Deputy City Editor
Pilkington, the St Helens-based glass manufacturer, announced a pounds 248m loss for the year to March, as it counted the cost of an expensive diversification into contact lenses in the late 1980s. The company warned that staff numbers would have to come down further to cut overheads.
A pounds 375m goodwill write-down, which was forced by accounting changes, was dismissed by the company as nothing more than a technicality. But it took the shine off strong underlying profits growth as trading improved throughout the group.
The charge relates to the excess over net assets the company paid when it acquired Visioncare between 1987 and 1989. The company was intended to reduce the volatility of Pilkington's profits but changes in the industry, recession and the demands of the rest of the group on cashflow turned the deal sour.
Including the exceptional charge, Pilks announced a loss per share of 40.7p, but the strength of the underlying performance meant it increased the full year dividend by 5 per cent to 4.2p. The market focused on the unexpected payout hike, and the shares closed 11p higher at 189p.
Pilkington also said it would be cutting a further 1,000 jobs this year as part of an ongoing cost-cutting programme with some redundancies in the UK. It shed a similar number of workers last year, mainly in Europe.
Before the exceptional charges, which also included pounds 31m to cover the out-of-court settlement of a 10-year legal dispute, pre-tax profits doubled to pounds 144m as volumes rose in all Pilkington's markets.

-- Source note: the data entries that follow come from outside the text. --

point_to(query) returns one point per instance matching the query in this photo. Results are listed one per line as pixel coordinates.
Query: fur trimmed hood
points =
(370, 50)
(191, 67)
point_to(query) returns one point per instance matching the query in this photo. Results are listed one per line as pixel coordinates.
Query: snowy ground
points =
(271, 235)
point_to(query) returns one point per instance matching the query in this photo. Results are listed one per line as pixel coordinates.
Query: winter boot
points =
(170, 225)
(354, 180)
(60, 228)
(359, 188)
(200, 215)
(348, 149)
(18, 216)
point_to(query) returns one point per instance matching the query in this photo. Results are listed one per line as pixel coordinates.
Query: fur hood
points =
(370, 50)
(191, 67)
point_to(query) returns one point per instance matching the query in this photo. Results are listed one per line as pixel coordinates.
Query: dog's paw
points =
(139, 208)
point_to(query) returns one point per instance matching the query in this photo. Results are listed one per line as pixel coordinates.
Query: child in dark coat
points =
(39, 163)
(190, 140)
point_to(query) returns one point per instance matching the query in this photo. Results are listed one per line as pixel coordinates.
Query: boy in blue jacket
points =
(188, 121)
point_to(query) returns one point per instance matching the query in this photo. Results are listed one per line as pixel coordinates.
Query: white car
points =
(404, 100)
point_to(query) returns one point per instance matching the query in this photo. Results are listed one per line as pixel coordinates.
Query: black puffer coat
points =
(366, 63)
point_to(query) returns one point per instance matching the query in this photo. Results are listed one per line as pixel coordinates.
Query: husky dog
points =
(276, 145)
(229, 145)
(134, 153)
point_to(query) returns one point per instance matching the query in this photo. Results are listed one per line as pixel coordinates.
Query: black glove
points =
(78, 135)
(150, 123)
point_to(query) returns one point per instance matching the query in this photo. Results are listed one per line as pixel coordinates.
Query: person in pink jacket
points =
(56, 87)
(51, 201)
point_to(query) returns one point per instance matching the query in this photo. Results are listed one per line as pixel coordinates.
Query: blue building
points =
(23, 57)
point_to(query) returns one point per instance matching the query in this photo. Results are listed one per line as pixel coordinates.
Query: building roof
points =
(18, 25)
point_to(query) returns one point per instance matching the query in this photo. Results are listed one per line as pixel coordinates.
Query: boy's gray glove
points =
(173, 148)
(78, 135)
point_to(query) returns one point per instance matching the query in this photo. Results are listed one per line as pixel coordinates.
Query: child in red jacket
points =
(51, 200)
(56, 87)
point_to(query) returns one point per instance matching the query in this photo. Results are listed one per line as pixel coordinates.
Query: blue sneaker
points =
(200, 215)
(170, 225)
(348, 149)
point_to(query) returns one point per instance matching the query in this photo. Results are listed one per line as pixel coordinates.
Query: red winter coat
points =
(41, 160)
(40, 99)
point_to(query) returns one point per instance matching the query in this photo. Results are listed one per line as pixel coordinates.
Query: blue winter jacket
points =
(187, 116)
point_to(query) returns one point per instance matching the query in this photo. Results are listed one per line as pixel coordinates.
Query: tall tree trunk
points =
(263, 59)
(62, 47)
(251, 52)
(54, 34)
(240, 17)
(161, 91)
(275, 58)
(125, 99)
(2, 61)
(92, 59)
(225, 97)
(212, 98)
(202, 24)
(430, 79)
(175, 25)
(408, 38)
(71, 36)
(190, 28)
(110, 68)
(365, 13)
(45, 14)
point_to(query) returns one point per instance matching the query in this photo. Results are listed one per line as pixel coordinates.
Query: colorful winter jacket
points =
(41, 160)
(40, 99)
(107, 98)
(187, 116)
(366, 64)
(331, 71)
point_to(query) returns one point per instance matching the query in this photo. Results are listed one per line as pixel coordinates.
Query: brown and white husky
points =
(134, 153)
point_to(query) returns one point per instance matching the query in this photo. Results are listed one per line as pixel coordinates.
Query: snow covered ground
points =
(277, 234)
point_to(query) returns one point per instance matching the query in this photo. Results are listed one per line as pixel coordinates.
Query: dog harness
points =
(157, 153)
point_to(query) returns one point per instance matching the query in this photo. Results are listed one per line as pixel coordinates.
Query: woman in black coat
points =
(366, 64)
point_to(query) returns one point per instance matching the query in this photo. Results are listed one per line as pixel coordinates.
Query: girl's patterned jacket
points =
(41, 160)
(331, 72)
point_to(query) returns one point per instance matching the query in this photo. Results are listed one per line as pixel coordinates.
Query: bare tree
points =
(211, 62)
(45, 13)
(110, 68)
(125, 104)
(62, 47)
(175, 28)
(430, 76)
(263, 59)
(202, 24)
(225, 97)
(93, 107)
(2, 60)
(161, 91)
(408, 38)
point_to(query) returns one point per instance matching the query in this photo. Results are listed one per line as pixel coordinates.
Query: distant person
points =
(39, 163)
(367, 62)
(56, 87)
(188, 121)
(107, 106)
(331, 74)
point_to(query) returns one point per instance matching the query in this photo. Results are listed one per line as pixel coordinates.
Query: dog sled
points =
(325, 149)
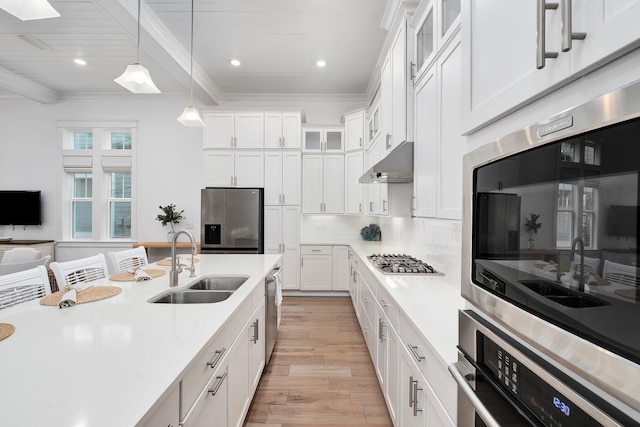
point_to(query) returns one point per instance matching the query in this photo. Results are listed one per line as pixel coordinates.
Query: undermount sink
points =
(192, 297)
(219, 283)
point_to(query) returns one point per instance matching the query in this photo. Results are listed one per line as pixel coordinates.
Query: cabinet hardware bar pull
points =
(567, 25)
(541, 53)
(414, 350)
(212, 364)
(415, 398)
(410, 391)
(219, 382)
(465, 387)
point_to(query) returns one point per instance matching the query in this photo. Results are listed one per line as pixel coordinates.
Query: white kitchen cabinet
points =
(323, 183)
(395, 91)
(340, 268)
(234, 130)
(282, 236)
(168, 413)
(323, 139)
(282, 130)
(316, 264)
(282, 178)
(438, 145)
(354, 134)
(256, 331)
(354, 191)
(500, 55)
(233, 168)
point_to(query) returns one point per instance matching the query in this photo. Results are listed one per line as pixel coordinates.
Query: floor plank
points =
(320, 374)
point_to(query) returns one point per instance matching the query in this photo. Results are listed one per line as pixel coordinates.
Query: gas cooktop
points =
(402, 265)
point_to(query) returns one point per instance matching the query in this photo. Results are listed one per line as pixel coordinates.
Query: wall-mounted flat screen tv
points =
(20, 208)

New products and cost reductions, which have amounted to pounds 230m over the past three years, also boosted profits, offset by still falling prices in some areas.
Double glazing overcapacity in Germany remains a problem and Pilkington's large car manufacturing customers continue to put the squeeze on prices.
Capacity utilisation remained tight in the US, leading to higher margins in America and the UK, although the company warned that the return on sales even at the peak of the cycle would be lower than during the last boom.
Pilkington, like British Steel and ICI, is among Britain's most cyclical companies. Its profits rise more quickly than the rest of the market in good years but it suffers disporportionately when markets turn down.
Since 1990, when it made more than pounds 300m, the company's profits have fallen sharply, although analysts expect them to recover rapidly for the next two or three years, beating the previous peak in 1997.